Sarita obeyed at once and turned in the water to face him. As she waited for him to move up next to her, she cast a glance toward shore. They were much closer now than the last time she’d tried to scan the island. Back then it had been little more than a black blob with lights shining out from behind black shadows here and there. But they’d cut in closer as soon as they reached the end of the island, and in the dark shadows, she could make out the general shape of the beach and where the jungle that bordered it started. She couldn’t see the house yet, but suspected they were close.
“Am I right in guessing the house is just around that cliff?” Domitian asked in a hushed voice as he paused beside her to tread water.
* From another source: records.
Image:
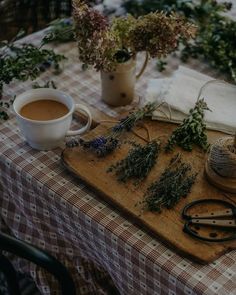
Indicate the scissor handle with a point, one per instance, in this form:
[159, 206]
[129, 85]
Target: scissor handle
[206, 201]
[187, 229]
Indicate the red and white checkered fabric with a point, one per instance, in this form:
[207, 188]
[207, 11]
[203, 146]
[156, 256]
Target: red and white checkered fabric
[40, 202]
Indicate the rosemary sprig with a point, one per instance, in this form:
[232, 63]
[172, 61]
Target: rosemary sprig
[138, 163]
[4, 106]
[174, 183]
[105, 144]
[61, 30]
[25, 61]
[191, 131]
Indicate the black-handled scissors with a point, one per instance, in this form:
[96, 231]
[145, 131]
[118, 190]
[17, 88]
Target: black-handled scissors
[211, 219]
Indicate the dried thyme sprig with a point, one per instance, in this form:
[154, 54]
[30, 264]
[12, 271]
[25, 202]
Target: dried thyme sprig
[138, 163]
[191, 131]
[174, 183]
[105, 144]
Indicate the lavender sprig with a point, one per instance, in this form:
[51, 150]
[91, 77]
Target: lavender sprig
[103, 145]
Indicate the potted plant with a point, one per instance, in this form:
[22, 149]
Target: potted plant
[111, 46]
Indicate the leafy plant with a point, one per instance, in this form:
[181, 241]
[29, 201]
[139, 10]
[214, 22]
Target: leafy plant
[105, 144]
[138, 163]
[215, 39]
[191, 131]
[102, 44]
[24, 61]
[174, 183]
[61, 30]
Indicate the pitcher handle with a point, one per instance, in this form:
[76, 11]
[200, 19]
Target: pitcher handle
[143, 67]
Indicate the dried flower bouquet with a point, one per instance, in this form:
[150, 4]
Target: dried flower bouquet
[104, 44]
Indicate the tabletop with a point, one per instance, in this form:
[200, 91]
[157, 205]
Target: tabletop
[106, 253]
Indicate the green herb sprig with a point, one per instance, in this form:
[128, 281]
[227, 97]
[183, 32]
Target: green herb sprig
[191, 131]
[174, 183]
[25, 61]
[138, 163]
[61, 30]
[4, 106]
[103, 145]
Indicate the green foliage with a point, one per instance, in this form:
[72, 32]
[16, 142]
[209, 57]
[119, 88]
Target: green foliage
[25, 61]
[191, 131]
[174, 183]
[215, 40]
[138, 163]
[61, 30]
[4, 106]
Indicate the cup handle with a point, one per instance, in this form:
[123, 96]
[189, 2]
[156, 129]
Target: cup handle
[143, 66]
[82, 130]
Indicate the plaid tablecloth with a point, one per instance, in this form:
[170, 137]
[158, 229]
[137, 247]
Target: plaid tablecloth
[40, 202]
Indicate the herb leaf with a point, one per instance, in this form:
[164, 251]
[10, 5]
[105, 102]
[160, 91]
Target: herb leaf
[174, 183]
[191, 131]
[138, 163]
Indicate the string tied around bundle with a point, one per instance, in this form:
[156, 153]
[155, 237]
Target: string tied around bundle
[222, 156]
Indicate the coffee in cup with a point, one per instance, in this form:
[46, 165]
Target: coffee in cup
[45, 115]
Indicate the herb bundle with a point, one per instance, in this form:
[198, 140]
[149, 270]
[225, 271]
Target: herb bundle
[191, 131]
[174, 183]
[215, 38]
[138, 163]
[24, 61]
[104, 44]
[105, 144]
[61, 30]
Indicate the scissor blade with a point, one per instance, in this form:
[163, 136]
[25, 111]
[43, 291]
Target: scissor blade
[214, 222]
[220, 213]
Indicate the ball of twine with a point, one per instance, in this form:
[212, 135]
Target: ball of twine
[222, 157]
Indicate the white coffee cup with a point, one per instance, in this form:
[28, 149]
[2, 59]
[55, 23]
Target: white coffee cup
[47, 135]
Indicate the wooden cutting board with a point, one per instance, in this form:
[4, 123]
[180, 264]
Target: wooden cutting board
[166, 226]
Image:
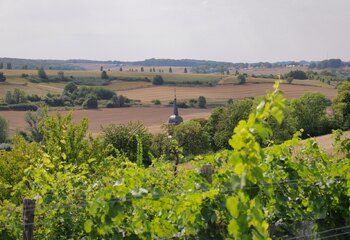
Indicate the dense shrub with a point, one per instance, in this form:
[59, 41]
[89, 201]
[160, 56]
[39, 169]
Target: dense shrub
[42, 74]
[156, 102]
[192, 137]
[202, 102]
[157, 80]
[310, 113]
[241, 79]
[91, 102]
[3, 130]
[124, 138]
[297, 74]
[2, 77]
[104, 75]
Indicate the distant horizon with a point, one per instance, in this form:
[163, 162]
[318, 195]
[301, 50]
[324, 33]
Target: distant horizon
[118, 60]
[246, 31]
Sarita glanced to the outcropping he was talking about and nodded her head. “I think so.”
“Then I think we should go ashore here and move through the trees instead of approaching by water.”
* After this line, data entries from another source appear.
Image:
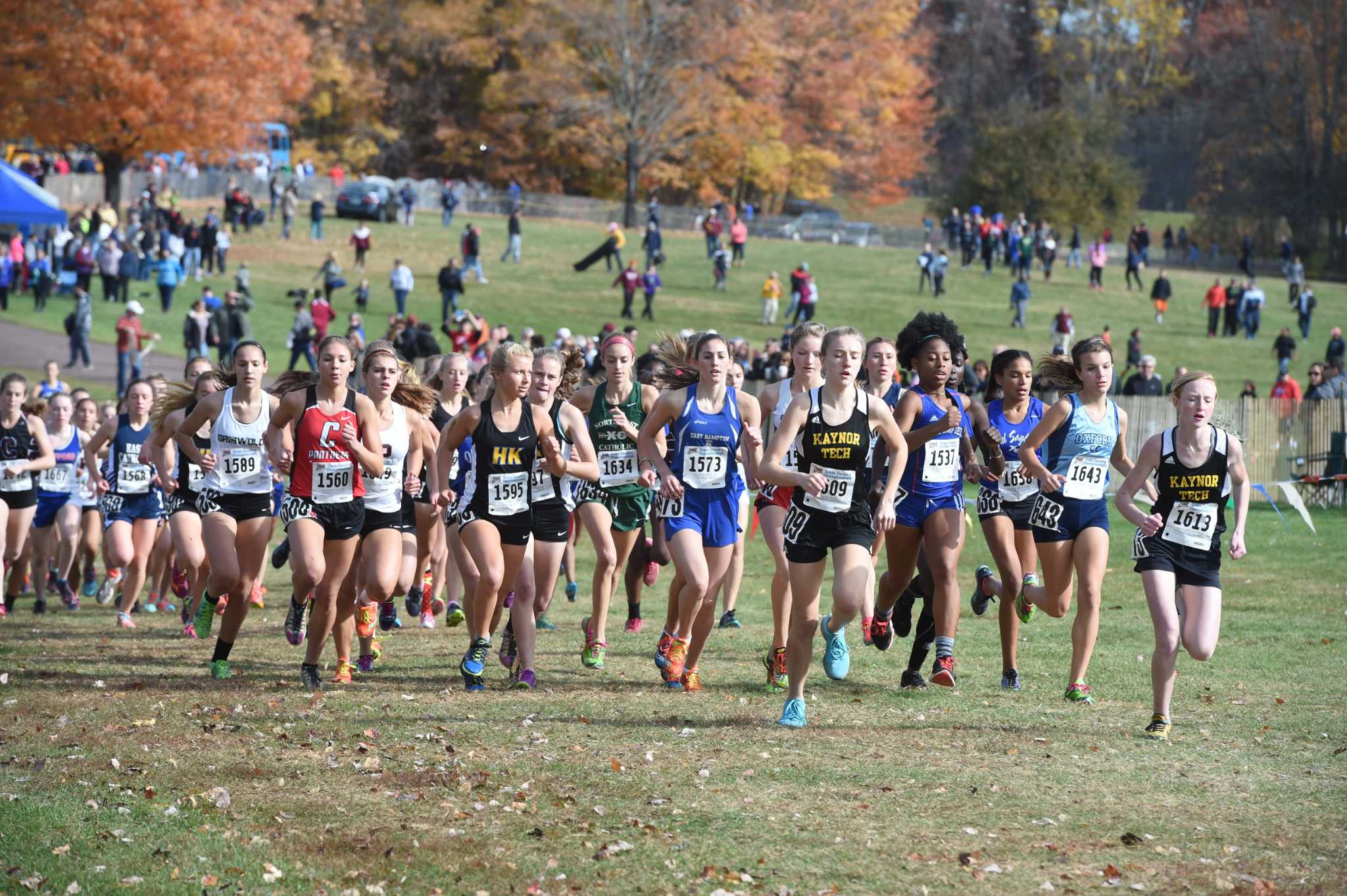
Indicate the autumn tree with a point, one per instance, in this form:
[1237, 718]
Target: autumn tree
[126, 78]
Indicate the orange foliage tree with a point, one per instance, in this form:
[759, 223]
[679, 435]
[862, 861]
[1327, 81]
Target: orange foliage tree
[128, 77]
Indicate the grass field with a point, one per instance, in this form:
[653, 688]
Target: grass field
[871, 288]
[115, 745]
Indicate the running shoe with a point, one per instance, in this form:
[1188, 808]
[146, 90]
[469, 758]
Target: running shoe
[508, 653]
[366, 621]
[837, 655]
[678, 655]
[942, 673]
[1159, 728]
[652, 569]
[310, 677]
[1023, 609]
[979, 599]
[388, 615]
[793, 715]
[902, 615]
[662, 651]
[1079, 693]
[344, 674]
[295, 623]
[281, 555]
[777, 680]
[881, 631]
[68, 595]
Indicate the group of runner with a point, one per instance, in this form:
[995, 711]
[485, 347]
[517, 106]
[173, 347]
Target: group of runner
[387, 486]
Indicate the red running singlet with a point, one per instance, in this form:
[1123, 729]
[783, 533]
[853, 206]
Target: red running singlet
[325, 470]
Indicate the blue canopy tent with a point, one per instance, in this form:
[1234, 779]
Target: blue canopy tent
[24, 204]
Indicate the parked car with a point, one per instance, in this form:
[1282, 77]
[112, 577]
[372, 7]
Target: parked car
[366, 199]
[822, 224]
[861, 235]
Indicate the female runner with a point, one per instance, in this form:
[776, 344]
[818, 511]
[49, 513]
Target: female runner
[930, 500]
[181, 483]
[335, 436]
[613, 509]
[233, 498]
[1005, 504]
[451, 381]
[773, 501]
[699, 487]
[130, 502]
[829, 511]
[495, 518]
[401, 407]
[881, 364]
[555, 374]
[87, 498]
[1177, 544]
[1083, 432]
[55, 528]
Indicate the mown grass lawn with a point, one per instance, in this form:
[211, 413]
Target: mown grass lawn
[115, 747]
[869, 288]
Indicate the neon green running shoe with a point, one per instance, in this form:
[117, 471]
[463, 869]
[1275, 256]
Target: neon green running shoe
[1023, 609]
[1079, 693]
[204, 619]
[1159, 728]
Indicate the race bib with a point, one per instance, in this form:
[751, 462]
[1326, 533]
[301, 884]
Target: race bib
[704, 466]
[942, 460]
[241, 467]
[1016, 483]
[795, 523]
[507, 494]
[1086, 478]
[331, 482]
[1191, 525]
[132, 475]
[835, 497]
[59, 478]
[989, 502]
[542, 484]
[1046, 513]
[618, 467]
[668, 507]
Sarita glanced along the beach. There might be someone in the trees inside the jungle, but it was easy to see that the beach at least was empty. The same couldn’t be said for the water around them. There could be a dozen gilled creatures hovering nearby under the surface, watching them, and they wouldn’t know it until they were attacked. She nodded.
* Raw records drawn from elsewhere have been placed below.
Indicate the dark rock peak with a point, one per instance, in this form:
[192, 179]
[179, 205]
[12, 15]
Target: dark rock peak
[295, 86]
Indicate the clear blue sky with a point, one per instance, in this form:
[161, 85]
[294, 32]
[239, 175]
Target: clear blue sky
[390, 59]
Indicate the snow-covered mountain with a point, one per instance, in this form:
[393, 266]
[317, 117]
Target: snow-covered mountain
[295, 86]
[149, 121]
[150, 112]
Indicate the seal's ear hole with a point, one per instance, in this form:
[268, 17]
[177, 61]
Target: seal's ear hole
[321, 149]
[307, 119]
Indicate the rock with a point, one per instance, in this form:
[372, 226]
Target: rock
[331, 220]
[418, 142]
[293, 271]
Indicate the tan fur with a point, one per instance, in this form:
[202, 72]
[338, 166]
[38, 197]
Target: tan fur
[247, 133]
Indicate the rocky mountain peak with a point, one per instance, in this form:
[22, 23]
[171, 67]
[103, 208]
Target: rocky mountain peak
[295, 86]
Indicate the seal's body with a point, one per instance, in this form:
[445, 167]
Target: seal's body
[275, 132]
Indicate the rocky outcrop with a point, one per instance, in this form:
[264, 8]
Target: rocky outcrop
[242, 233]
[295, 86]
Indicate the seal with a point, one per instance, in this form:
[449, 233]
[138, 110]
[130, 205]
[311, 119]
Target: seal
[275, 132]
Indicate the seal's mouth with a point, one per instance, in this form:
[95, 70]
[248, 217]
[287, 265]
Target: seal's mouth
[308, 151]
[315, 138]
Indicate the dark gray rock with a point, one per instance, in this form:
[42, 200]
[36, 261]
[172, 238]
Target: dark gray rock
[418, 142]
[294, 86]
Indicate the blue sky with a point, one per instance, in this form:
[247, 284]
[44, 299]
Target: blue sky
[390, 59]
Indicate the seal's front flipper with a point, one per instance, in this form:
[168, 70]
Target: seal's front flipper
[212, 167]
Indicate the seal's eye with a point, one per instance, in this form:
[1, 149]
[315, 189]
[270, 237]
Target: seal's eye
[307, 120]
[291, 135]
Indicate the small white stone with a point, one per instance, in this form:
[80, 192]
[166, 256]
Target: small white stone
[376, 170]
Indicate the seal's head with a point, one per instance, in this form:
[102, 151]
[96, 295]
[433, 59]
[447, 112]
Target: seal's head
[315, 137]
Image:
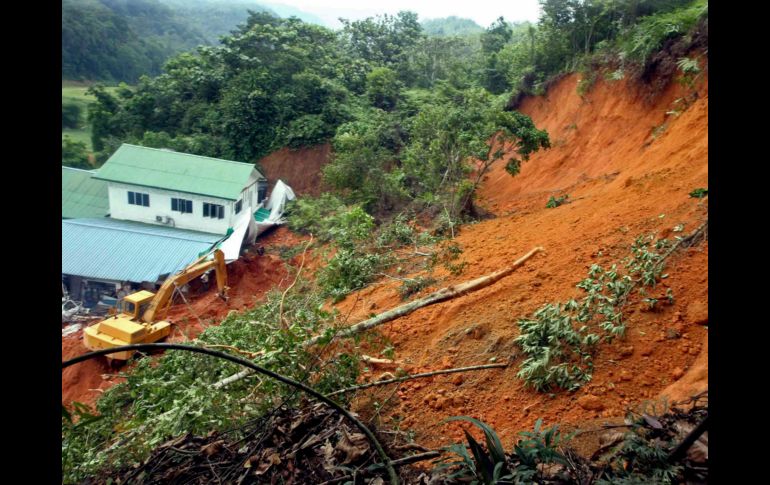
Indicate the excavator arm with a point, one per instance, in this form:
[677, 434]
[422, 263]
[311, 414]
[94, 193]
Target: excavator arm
[163, 297]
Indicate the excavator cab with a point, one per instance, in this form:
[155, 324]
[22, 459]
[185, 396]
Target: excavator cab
[138, 318]
[135, 304]
[126, 327]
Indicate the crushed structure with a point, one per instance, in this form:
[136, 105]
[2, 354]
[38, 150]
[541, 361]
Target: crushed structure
[147, 213]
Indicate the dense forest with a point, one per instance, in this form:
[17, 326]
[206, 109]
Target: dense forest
[120, 40]
[403, 110]
[415, 121]
[451, 26]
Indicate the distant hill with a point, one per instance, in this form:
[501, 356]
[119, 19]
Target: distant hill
[120, 40]
[214, 18]
[451, 26]
[286, 11]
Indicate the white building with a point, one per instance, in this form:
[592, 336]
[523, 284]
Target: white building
[173, 189]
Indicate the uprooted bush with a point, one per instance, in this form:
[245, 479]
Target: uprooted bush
[560, 338]
[173, 394]
[310, 444]
[494, 466]
[649, 451]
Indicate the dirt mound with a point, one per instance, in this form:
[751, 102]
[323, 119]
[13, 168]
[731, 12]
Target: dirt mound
[249, 279]
[628, 168]
[300, 169]
[83, 382]
[313, 444]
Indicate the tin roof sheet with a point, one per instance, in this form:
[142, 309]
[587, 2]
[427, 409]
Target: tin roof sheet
[82, 195]
[180, 172]
[111, 249]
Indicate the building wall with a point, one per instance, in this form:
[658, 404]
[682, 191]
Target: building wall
[160, 205]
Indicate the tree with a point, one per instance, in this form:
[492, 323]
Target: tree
[70, 116]
[492, 41]
[383, 89]
[74, 153]
[364, 151]
[453, 138]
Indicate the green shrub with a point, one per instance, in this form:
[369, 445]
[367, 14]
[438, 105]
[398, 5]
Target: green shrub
[347, 271]
[490, 465]
[649, 35]
[74, 153]
[397, 233]
[173, 394]
[71, 115]
[554, 202]
[412, 286]
[560, 338]
[699, 193]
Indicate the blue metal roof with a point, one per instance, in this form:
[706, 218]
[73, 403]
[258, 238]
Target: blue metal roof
[112, 249]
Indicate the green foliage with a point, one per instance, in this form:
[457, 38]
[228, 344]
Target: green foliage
[491, 465]
[554, 202]
[649, 35]
[451, 25]
[560, 338]
[397, 233]
[445, 136]
[349, 228]
[699, 193]
[382, 40]
[118, 40]
[383, 88]
[642, 456]
[413, 286]
[347, 271]
[74, 153]
[70, 115]
[363, 152]
[172, 394]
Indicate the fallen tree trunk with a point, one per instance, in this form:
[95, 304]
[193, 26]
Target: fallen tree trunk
[436, 297]
[418, 376]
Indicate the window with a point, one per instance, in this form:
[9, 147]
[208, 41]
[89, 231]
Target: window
[181, 205]
[215, 211]
[138, 198]
[261, 192]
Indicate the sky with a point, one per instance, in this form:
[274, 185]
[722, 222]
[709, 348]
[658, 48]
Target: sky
[483, 12]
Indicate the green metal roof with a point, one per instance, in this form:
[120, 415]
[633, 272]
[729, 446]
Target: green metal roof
[261, 214]
[180, 172]
[82, 195]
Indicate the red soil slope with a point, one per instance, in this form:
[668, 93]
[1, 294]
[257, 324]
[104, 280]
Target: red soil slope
[249, 279]
[624, 179]
[300, 169]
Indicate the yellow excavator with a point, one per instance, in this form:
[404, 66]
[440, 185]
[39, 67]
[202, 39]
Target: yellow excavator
[137, 321]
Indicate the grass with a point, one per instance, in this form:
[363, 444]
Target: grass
[75, 93]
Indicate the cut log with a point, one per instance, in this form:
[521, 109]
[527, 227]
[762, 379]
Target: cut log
[443, 294]
[437, 297]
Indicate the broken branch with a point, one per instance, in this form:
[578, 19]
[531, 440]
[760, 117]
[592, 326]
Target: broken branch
[437, 297]
[417, 376]
[441, 295]
[285, 325]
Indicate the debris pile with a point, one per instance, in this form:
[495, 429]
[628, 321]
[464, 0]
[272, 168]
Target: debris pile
[313, 444]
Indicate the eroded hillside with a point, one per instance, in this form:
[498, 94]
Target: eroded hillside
[628, 165]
“I will follow you,” Domitian said, glancing around the calm surface of the ocean.
Turning, Sarita struck out for shore, actually relieved to be able to do so. She stayed fit for her job, but while she hadn’t had to swim the entire way like Domitian had tonight, it was obvious to her that she wouldn’t have been able to. By her guess, she’d only been swimming for an hour or a little more since they’d left the mattress, and not quickly, yet was trembling from the effort. Those nanos obviously made Domitian and others of his kind superhuman.
The thought made her worry about how he was doing on that count. Were his nanos using up blood like crazy to keep up his speed and stamina? Was he now in need of blood? She had no idea what they would do if that was the case. They’d left the blood supply back on the island. Although, she knew there was a large refrigerator full of it in Dressler’s lab. The problem was getting to it.
The first scrape of sand against her fingertips as she performed her next stroke made Sarita push those worries from her mind and lift her head from the water to look around. They were still quite a distance from where the water lapped at the beach, but it seemed it was shallow here, she realized as her feet drifted down to touch the sand her fingers just had.